An example of a class with features is:
class CAR feature colour: COLOUR -- a field velocity: INTEGER is -- a function do Result := speed end wheels: INTEGER is 4 -- a constant speed: INTEGER stop is -- a procedure do speed := 0 end end -- CAR
Note that the features of a class are introduced by the keyword feature. A number
of other points can be seen about Eiffel style and syntax. Comments are introduced
by -- (like an em–dash, —). This indicates a comment to the end of line. Grouped
entities are terminated by the keyword end. Eiffel has no begin keyword since it is
superfluous. (Small syntactic problems like not putting a semicolon before an else
as in Pascal are avoided in Eiffel. Remember that semicolons are merely typographical for human readability in Eiffel and therefore optional. Code in in fact more
readable without semicolons.) Also superfluous are semicolons, but these may
optionally be placed between constructs. Eiffel has a clean and modern syntax making programs much easier to read.
The features speed and velocity can be interchanged as queries. In fact, this is an artificial example to show only the differences and similarities between functions and fields.

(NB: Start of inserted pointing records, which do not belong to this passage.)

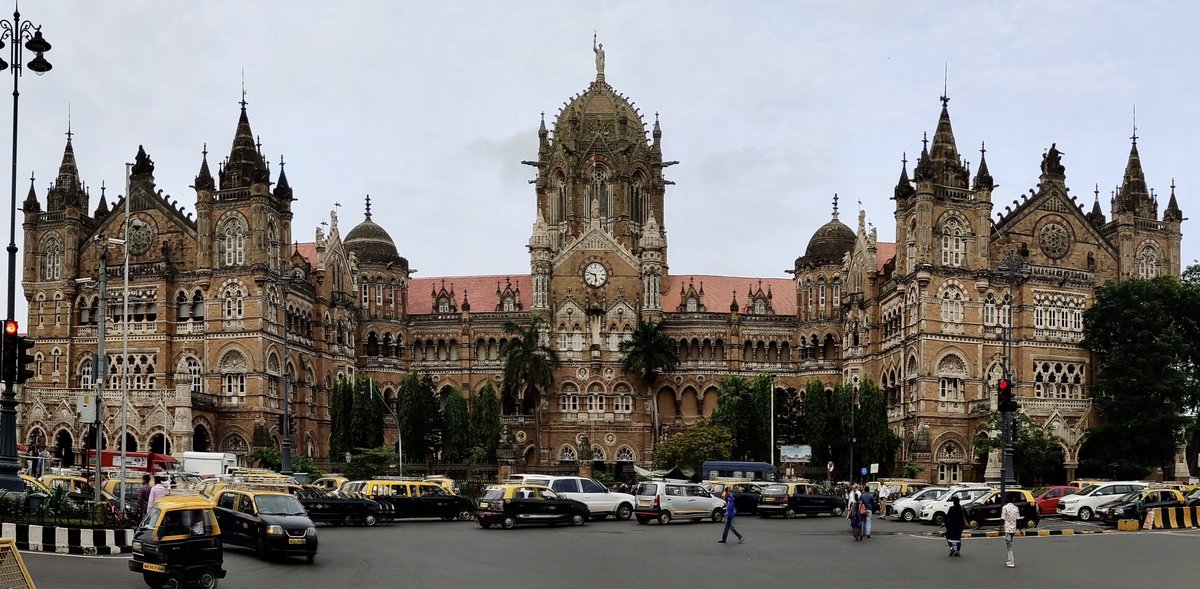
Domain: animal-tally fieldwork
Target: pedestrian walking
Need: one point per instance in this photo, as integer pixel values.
(867, 502)
(143, 496)
(885, 494)
(730, 512)
(955, 521)
(1009, 514)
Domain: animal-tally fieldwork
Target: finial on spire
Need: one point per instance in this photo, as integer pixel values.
(946, 83)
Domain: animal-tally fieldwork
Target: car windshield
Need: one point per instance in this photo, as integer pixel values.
(279, 505)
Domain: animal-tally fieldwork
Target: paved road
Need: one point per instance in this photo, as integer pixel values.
(679, 554)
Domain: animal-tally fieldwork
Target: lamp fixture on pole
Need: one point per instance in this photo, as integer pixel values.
(18, 34)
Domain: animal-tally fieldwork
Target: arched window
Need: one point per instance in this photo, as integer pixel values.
(233, 301)
(52, 257)
(954, 242)
(1149, 259)
(232, 233)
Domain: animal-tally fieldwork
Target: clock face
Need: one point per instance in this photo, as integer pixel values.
(595, 275)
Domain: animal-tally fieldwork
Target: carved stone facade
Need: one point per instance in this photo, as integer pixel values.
(923, 317)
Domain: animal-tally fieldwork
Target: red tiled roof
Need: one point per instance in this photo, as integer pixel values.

In Eiffel style, keywords are shown in bold and user named entities in italics. Class names are given in uppercase, which follows the mathematical typographical convention for types. Eiffel is not case sensitive, so it is up to the programmer to follow style conventions. Entity names made up of more than one word separate the constituent words with underscore ‘_’, for example SPEEDY_CAR. (As you can see, the underscore style is more consistent than the capitalization style, SpeedyCar, which does not work for upper case type names, or constant names as in C style. The underscore style is also more readable, giving a better approximation of white space in between words.)

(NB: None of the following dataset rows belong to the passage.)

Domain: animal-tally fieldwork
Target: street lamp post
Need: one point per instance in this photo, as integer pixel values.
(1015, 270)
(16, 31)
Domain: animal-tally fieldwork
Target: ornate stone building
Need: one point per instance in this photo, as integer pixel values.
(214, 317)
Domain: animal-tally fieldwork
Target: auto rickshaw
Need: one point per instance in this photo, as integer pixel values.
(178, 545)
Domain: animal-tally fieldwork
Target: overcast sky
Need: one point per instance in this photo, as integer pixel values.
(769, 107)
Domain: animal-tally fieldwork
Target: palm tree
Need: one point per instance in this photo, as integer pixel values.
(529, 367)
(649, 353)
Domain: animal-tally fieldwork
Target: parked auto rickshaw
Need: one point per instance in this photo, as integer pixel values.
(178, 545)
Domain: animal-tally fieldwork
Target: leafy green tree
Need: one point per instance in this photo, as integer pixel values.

Note also in your editor, you will not have to enter words in bold and italics—these are done by formatting software.
C and C++ programmers might be wondering how to make features public, protected and private. With Eiffel you have far more control: any set of features introduced by the feature keyword can be exported to other specific classes. Thus you have the possibility of many shades of grey between public and private. You might want a feature to be public to some specific classes, but private to others. This also covers the friend mechanism of C++ since a special implementation relationship can be specified between certain classes.

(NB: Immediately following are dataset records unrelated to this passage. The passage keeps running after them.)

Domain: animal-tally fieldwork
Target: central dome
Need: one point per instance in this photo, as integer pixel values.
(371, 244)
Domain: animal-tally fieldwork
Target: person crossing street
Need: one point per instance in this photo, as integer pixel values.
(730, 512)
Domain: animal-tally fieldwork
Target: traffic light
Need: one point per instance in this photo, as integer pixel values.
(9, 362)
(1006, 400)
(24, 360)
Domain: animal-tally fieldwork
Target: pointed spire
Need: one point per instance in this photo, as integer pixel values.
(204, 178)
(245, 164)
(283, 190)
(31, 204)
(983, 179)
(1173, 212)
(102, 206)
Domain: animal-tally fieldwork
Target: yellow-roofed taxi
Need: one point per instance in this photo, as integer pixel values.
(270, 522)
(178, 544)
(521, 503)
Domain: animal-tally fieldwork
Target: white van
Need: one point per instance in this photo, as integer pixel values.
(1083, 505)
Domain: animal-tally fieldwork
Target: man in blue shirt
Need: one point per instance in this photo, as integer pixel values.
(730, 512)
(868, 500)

In Eiffel there are two specific classes ANY and NONE. ANY is at the top of the inheritance hierarchy and exporting to ANY is equivalent to public. ANY is automatically inherited by all classes. It is like Object in Java, and TObject in MacApp. NONE is at the bottom of the inheritance hierarchy and exporting to NONE is the equivalent of protected in C++. There is no strict equivalent of private, as Eiffel believes it is not sensible to restrict visibility in subclasses. We will not look at the specifics of export since this is covered in longer tutorials and this is meant to be a short tutorial.